Günün birinde farkettim ki artık kendi işyerimi açmanın zamanının gelmişti. Mezun olduktan sonraki dönemde yemek şirketlerinde çalışsam da kendimi geliştirmek için sürekli eğitimlerime devam ettim. Mesleki eğitimlerime ek olarak Satış Eğitimi, Müşteri ve Personel İlişkileri ve Yönetimi, İletişim gibi Kurumsal Eğitimleri ekledim (CV için tıklayınız).  Eğitimlerimde en çok ilgimi çeken Çocuk Beslenmesi, Sporcu Beslenmesi ve Obezite olmuştu. Gereken tüm eğitimlerimi tamamladıktan sonra 2003 yılında  kendi işyerimi açtım.

O günden bugüne;
beslenmeyi öğrenmek isteyenler geldi,
zayıflamak isteyeneler geldi,
şişmanlamak isteyenler geldi,
çocuklar geldi,
kilo konusunda takıntılı olup kendini hasta edenler geldi…. :)
Birlikte güldük birlikte sevindik,
“Mutluluk Dansı” yaptık “Çak” yaptık (hi5),
Birlikte ağladık birlikte dertleştik,
Yemek yapmayı konuştuk,
Sporu konuştuk,
Huzuru sevgiyi ve güzelliği konuştuk…

Mesleğimde olgunlaşırken hayatımda da olgunlaşıyordum.
Yogayla tanıştım,
Trekking yaptım,
Dans eğitimi aldım,
“Hayatta nasıl mutlu oluruz?” sorusuna cevap arayan insanlarla beraber sohbetlere ve kişisel gelişim seminerlerine katıdım,
Yaşam Koçu oldum.

Yıllarca deneyim kazandığım  mesleki penceremden baktığımda çoğu hastamın tek başına sağlıklı yaşam tarzını hayatına geçiremediğini ve kilo verdiği halde formunu koruyamadığını gözlemledim. Bir çoğunun hayatlarında mutsuz olduklarını, tatmin duygusunu yemekle sağlamaya çalıştıklarını, hayatlarına hareketi sokamadıklarını, bilgi eksiklikleri olduğunu ve öğrenilen bilgiyi kilo verdikten sonra uygulamadıklarını, iç motivasyonlarının düşük olduğunu ve sürekli desteğe ihtiyaçları olduğunu farkettim.

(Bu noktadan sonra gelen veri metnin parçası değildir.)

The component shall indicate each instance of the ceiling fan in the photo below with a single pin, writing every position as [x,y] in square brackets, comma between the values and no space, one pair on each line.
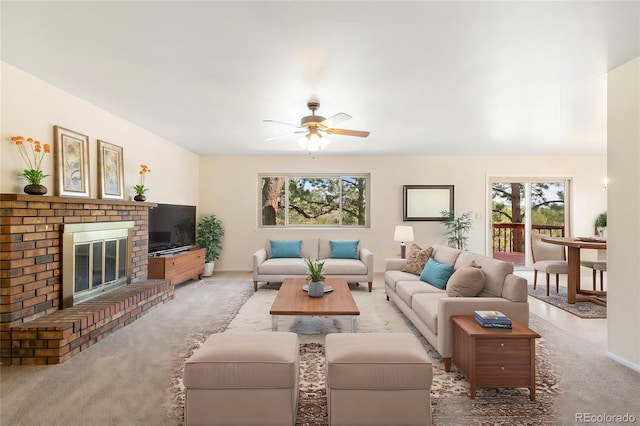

Hastalarıma her zaman “Sağlıklı Yaşamı” anlatmaya çalışıyorum. Yaşamın içinden sadece diyeti cımbızla çekip alamayacağımızı, çünkü “Sağlıklı Yaşam” denilen kavramın hayatta yaptığımız her şeyi kapsayan bir bütün olduğu gerçeğine yürekten inanıyorum.  Bu projede en önemlisi  hastalarımla beraber bu etkinliklere katılıyor, odaklandığımız başarıya ulaşmak için birlikte çalışıyor ve  “Sağlıklı Yaşamı” hayatımıza uygulamak için berberce mutlu bir yolculuğa çıkıyoruz.

Bu projede “Sağlıklı Yaşamı” hayatında gerçekleştirmek isteyen herkesi aramızda göremekten kıvanç duyarız.